Providers: Lambda Labs, RunPod, Together AI, Vast.ai, AWS, GCP, Azure. Spot/preemptible instances are 50-70% cheaper.
Training Time Estimates
Llama 3 8B, full fine-tuning:
10K examples, 3 epochs: ~4-8 hours on 4× A100 80GB
Cost: ~$24-$96

Llama 3 8B, LoRA:
10K examples, 3 epochs: ~1-2 hours on 1× A100 80GB
Cost: ~$3-$6

Llama 3 70B, full fine-tuning:
10K examples, 3 epochs: ~24-48 hours on 8× A100 80GB
Cost: ~$288-$1,152
Cost Optimization Tips
1. Use spot instances: 50-70% cheaper. Save checkpoints frequently to resume after preemption.

2. Start with LoRA: Validate your data and approach with LoRA ($5-$20) before committing to full fine-tuning ($50-$500+).

3. Use smaller models first: Prototype on 8B, then scale to 70B only if needed.

4. Optimize data first: Better data quality at 5K examples beats mediocre data at 50K. Less data = less training time = less cost.
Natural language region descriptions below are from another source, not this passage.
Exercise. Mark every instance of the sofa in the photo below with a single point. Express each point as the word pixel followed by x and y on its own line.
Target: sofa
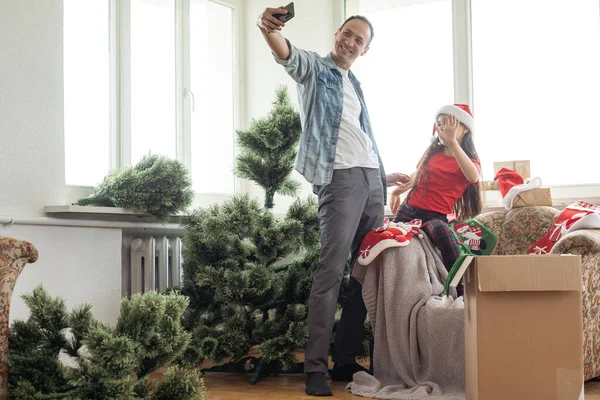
pixel 516 230
pixel 14 254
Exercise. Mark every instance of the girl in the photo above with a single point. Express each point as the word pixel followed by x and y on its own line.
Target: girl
pixel 446 181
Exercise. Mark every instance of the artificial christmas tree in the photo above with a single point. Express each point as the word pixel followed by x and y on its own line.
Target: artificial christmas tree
pixel 98 361
pixel 156 185
pixel 247 272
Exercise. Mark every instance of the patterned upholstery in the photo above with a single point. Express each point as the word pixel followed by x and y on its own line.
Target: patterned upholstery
pixel 14 254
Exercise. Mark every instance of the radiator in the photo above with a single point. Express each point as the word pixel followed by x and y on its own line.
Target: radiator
pixel 155 264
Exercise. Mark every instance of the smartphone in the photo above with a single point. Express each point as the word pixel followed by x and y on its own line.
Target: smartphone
pixel 288 16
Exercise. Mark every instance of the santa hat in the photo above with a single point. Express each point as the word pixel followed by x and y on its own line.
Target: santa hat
pixel 511 184
pixel 390 235
pixel 461 111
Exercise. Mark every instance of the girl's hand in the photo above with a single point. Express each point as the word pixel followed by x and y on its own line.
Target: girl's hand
pixel 448 129
pixel 397 178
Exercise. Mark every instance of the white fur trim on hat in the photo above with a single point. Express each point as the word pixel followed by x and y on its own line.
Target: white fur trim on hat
pixel 463 116
pixel 515 190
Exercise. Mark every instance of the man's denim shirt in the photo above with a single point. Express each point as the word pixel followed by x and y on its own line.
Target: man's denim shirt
pixel 321 97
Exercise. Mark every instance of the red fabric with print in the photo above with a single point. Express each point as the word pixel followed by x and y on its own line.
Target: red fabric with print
pixel 579 212
pixel 440 185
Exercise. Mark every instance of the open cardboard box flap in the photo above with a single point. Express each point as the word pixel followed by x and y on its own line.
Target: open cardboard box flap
pixel 524 273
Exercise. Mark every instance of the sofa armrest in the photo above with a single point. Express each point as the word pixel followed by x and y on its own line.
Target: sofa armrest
pixel 580 242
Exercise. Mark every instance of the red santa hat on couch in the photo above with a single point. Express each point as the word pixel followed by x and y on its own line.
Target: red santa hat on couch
pixel 511 184
pixel 461 111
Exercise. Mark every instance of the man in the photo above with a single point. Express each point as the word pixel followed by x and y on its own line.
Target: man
pixel 339 156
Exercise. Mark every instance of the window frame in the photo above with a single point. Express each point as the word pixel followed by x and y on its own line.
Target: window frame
pixel 562 195
pixel 120 90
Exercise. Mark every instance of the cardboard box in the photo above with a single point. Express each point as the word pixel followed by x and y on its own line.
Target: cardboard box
pixel 533 197
pixel 523 327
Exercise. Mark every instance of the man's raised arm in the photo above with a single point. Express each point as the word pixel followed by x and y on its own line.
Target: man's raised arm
pixel 270 28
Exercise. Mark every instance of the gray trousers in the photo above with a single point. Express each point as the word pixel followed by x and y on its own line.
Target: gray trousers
pixel 349 207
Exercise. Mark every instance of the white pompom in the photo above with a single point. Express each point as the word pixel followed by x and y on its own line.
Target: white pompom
pixel 447 301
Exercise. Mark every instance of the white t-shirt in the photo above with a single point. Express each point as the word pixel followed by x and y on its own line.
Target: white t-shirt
pixel 354 147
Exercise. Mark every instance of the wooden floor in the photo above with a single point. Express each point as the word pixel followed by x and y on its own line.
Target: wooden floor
pixel 291 387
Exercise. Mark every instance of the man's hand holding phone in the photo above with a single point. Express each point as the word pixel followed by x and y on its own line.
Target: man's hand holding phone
pixel 268 22
pixel 274 19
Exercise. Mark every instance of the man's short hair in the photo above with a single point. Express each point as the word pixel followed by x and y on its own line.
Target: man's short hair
pixel 363 19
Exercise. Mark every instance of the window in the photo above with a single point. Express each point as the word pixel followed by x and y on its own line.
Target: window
pixel 536 82
pixel 153 76
pixel 407 75
pixel 528 68
pixel 86 91
pixel 211 38
pixel 153 69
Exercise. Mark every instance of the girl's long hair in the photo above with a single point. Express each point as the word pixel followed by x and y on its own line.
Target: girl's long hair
pixel 469 205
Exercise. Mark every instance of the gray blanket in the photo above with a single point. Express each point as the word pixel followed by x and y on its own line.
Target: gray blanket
pixel 419 345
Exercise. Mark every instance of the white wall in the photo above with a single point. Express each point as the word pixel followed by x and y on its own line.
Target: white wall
pixel 312 28
pixel 31 106
pixel 78 264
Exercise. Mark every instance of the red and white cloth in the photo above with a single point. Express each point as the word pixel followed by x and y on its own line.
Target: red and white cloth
pixel 576 216
pixel 511 184
pixel 391 234
pixel 470 235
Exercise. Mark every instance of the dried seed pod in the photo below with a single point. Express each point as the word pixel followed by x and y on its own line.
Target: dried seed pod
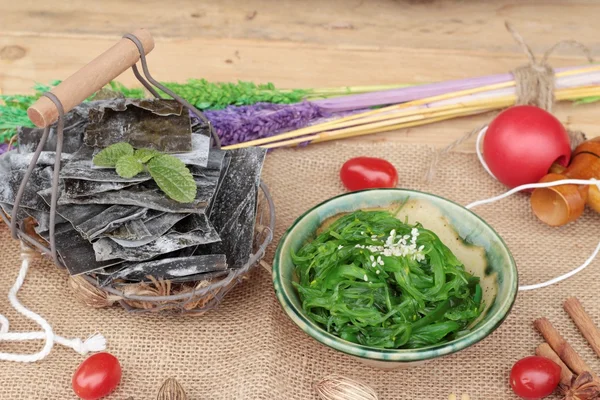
pixel 337 387
pixel 171 390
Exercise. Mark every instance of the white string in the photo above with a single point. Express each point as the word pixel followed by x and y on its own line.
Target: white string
pixel 534 186
pixel 94 343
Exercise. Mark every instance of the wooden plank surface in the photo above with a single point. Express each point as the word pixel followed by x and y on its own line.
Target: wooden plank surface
pixel 304 44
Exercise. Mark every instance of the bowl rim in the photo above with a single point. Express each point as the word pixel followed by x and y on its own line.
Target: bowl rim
pixel 393 355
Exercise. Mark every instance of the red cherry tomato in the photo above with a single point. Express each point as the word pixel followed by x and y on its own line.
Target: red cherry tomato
pixel 97 376
pixel 368 173
pixel 534 377
pixel 522 143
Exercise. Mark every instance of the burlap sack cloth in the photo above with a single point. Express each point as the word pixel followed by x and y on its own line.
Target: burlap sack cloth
pixel 249 349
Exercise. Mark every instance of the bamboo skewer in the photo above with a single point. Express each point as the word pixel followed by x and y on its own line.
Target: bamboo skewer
pixel 387 113
pixel 431 115
pixel 360 130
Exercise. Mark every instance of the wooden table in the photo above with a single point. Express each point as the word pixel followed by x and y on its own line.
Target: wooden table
pixel 308 43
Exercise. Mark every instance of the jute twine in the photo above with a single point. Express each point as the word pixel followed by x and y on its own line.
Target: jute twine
pixel 534 84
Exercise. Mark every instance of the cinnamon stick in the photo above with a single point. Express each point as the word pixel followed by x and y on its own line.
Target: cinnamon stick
pixel 562 347
pixel 544 350
pixel 584 323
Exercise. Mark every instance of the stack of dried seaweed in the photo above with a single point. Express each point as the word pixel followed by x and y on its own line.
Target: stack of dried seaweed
pixel 126 230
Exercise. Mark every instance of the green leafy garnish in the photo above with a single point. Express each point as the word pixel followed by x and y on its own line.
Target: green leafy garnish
pixel 129 166
pixel 113 153
pixel 170 173
pixel 372 279
pixel 173 178
pixel 145 155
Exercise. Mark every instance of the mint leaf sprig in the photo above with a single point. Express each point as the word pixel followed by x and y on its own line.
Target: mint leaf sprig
pixel 170 173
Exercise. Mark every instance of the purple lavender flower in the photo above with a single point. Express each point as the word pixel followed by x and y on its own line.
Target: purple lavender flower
pixel 236 124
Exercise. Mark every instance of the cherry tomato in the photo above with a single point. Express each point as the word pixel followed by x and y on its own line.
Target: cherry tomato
pixel 368 173
pixel 97 376
pixel 522 143
pixel 534 377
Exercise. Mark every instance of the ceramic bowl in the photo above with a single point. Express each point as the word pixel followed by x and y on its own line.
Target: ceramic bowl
pixel 473 241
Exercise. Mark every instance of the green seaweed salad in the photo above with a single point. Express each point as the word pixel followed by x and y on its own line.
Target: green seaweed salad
pixel 372 279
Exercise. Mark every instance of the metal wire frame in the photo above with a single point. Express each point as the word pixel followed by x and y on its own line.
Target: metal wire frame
pixel 217 289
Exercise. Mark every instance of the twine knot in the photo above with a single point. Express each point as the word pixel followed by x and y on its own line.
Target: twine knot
pixel 534 85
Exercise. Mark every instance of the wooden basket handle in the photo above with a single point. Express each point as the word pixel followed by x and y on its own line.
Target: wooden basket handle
pixel 91 78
5. Early stopping: Monitor validation loss. Stop training when it plateaus or increases. Don't waste compute on overfitting.
The cost-effective path: (1) Prototype with QLoRA on 8B ($2-$5). (2) If quality is good, train with LoRA on 8B ($5-$20). (3) If you need more quality, try full fine-tuning on 8B ($50-$100). (4) Only scale to 70B if 8B is genuinely insufficient. Most tasks don't need 70B.
checklist
Decision Framework
Choosing the right training strategy
Decision Tree
Q: Do you have <50K examples?
→ Yes: Use LoRA (less overfitting risk)

Q: Do you need multi-task/multi-tenant?
→ Yes: Use LoRA (swappable adapters)

Q: Is this continued pre-training on raw text?
→ Yes: Use full fine-tuning

Q: Do you have 4+ A100 GPUs available?
→ No: Use LoRA or QLoRA
→ Yes: Full fine-tuning is an option

Q: Is this a major domain shift (e.g., language change)?
→ Yes: Full fine-tuning likely needed
→ No: LoRA is probably sufficient
Distributed Training Cheat Sheet
1 GPU (24 GB): QLoRA for 8B-70B, LoRA for 8B
1 GPU (80 GB): LoRA for 8B-70B, full FT for 8B (tight)
2-4 GPUs (80 GB each): Full FT for 8B with DeepSpeed ZeRO-2
8 GPUs (80 GB each): Full FT for 8B-70B with ZeRO-2/3 or FSDP
16+ GPUs: Full FT for 70B+ with ZeRO-3 or FSDP
Distributed Framework Choice
Single node (1-8 GPUs): DeepSpeed ZeRO-2 or FSDP SHARD_GRAD_OP. Both work well.

Multi-node (16+ GPUs): DeepSpeed ZeRO-3 or FSDP FULL_SHARD. DeepSpeed has better multi-node support historically, but FSDP is catching up.

Wrapper: Always use HuggingFace Accelerate. It abstracts the complexity and lets you switch backends easily.
The golden rule: Start simple. Try LoRA first. If quality is insufficient, try LoRA with higher rank or more target modules. Only move to full fine-tuning when you have evidence that LoRA is the bottleneck, not data quality or hyperparameters.